Further studies on the characteristics of the Tε* integral:: Plane stress stable crack propagation in ductile materials

Some Characteristic behavior of the T-epsilon* (Atluri, Nishioka and Nakagaki (1984)) is identified in this paper through an extensive numerical study. T-epsilon* is a near tip contour integral and has been known to measure the magnitude of singular deformation field at crack tip for arbitrary material models. In this paper, T-epsilon* is found to behave quite differently for different choices of near tip integral contours. If the integral contour moves with advancing crack tip (moving contour), then T-epsilon* measures primarily the energy release rate at the crack tip. It is very small for metallic materials, and tends to zero in the limit as Delta a --> 0 for low hardening materials.
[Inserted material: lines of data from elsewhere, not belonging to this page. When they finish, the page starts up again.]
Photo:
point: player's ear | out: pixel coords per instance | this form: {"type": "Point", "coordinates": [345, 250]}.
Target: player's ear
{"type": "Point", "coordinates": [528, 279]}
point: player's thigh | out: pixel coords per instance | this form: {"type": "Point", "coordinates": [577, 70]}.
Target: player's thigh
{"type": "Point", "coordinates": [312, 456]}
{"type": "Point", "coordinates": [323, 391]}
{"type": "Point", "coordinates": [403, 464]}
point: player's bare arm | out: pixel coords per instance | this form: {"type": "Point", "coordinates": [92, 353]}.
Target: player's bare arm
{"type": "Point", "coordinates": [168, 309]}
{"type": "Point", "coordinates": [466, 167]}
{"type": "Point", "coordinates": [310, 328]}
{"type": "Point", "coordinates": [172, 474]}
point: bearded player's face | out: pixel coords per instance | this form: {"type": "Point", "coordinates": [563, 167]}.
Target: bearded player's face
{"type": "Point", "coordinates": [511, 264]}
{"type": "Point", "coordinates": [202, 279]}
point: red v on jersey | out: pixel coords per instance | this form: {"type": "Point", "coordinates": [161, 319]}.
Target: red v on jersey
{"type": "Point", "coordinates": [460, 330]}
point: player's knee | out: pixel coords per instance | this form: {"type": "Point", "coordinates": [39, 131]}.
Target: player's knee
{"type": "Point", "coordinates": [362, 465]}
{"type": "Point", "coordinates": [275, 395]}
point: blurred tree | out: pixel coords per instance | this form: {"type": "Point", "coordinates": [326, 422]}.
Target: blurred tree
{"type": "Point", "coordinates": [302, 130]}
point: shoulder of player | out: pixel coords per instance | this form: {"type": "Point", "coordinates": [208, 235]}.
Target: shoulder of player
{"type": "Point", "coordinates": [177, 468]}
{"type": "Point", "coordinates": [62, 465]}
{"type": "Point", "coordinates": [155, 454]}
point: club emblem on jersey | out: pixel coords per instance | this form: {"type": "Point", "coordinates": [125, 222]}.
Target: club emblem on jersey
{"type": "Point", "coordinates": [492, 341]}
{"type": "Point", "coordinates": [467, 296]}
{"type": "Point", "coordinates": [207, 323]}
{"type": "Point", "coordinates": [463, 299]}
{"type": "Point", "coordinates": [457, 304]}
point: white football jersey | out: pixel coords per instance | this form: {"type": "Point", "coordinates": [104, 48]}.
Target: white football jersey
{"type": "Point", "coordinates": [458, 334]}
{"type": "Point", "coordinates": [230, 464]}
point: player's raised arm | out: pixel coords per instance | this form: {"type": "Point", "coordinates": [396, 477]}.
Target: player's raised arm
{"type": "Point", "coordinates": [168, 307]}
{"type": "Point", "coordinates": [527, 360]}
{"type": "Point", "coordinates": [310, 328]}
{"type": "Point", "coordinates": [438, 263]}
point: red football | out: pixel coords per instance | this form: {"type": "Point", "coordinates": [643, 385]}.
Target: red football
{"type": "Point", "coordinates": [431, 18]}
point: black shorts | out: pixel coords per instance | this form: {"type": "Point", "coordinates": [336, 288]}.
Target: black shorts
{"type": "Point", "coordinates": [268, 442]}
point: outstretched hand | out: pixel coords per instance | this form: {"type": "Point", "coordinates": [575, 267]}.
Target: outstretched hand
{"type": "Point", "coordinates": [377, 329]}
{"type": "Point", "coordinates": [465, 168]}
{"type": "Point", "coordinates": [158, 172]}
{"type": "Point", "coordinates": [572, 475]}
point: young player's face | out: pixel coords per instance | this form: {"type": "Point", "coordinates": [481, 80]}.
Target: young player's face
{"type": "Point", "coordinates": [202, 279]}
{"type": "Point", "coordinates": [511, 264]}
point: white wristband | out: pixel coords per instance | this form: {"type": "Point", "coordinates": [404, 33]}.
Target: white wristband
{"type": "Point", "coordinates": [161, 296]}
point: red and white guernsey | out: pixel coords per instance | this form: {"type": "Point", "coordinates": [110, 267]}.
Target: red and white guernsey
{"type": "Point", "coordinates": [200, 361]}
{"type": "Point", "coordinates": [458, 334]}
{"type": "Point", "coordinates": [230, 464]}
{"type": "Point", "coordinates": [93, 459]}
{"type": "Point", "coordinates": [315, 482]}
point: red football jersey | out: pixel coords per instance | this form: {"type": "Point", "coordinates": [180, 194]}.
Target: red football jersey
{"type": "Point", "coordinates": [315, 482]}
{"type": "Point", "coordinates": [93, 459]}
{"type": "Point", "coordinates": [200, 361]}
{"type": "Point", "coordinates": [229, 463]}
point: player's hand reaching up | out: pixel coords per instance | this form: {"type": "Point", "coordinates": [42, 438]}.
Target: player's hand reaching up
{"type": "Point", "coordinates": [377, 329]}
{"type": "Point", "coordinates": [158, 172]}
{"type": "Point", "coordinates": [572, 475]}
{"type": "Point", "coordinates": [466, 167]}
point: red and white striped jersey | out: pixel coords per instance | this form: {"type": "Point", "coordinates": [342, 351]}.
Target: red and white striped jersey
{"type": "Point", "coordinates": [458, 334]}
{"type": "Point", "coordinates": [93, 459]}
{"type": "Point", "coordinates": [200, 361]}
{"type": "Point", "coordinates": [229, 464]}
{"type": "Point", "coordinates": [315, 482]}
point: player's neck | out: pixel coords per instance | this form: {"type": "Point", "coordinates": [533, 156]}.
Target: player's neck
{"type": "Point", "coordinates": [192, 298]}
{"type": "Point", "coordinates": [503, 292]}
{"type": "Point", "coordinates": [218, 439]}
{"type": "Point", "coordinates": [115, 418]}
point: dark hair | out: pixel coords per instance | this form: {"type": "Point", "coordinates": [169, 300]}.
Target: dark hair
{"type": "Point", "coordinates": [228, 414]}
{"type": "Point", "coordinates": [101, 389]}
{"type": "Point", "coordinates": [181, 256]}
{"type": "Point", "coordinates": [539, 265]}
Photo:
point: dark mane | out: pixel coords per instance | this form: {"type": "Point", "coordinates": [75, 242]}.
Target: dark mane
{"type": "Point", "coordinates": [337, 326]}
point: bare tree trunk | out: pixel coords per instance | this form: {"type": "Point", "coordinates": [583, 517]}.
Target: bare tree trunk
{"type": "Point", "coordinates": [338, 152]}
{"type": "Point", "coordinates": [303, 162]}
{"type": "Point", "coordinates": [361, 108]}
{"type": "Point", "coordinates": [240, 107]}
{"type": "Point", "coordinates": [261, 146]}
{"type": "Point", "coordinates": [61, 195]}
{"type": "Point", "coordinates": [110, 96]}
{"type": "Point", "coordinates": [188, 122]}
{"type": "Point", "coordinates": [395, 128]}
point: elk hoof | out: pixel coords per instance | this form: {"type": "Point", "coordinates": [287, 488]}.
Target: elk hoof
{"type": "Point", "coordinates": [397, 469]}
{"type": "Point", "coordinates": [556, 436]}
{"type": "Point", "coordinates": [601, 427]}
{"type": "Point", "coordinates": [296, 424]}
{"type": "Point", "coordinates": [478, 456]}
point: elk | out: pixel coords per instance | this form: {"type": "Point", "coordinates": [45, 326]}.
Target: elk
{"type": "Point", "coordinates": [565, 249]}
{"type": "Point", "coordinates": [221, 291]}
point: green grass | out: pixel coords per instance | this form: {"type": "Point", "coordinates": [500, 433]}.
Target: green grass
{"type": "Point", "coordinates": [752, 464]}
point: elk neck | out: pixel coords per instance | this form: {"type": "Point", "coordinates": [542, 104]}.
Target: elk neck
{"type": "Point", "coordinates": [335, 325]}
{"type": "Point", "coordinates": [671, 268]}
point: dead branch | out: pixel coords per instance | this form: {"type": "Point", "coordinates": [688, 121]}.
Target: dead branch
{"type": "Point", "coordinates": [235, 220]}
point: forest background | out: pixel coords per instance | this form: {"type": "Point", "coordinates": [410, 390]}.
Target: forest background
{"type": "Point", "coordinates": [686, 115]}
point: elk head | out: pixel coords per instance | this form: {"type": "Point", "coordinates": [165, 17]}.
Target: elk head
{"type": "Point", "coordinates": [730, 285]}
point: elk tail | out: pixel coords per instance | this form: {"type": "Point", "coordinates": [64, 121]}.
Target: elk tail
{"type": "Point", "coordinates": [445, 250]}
Thus, T-epsilon* evaluated on a moving contour tends to zero as epsilon --> 0 and Delta a --> 0, for low hardening materials. If the integral contour elongates as crack extends (elongating contour), then T-epsilon* measures total energy inside the volume enclosed by Gamma(epsilon) [i.e., the energy dissipated in the extending wake] plus the energy release at the crack tip. Furthermore, the difference in the behavior of CTOA and T-epsilon*, when the applied load is slightly perturbed, is identified. The CTOA is found to be quite insensitive to applied load change. T-epsilon* is found to be roughly proportional to the square of the applied load. The functional shape of T-epsilon* in terms of the size epsilon of integral contour (for the elongating contour case), is identified, using the crack tip asymptotic formula of Rice (1982). Also, the behaviors of CTOA and T-epsilon* are discussed from the view point of Rice's asymptotic solution. It is recommended that as a crack tip parameter for ductile materials, T-epsilon* with elongating path be used. CTOA is sometimes not very sensitive to the applied load change, therefore it may create some numerical problems in application phase crack propagation analysis.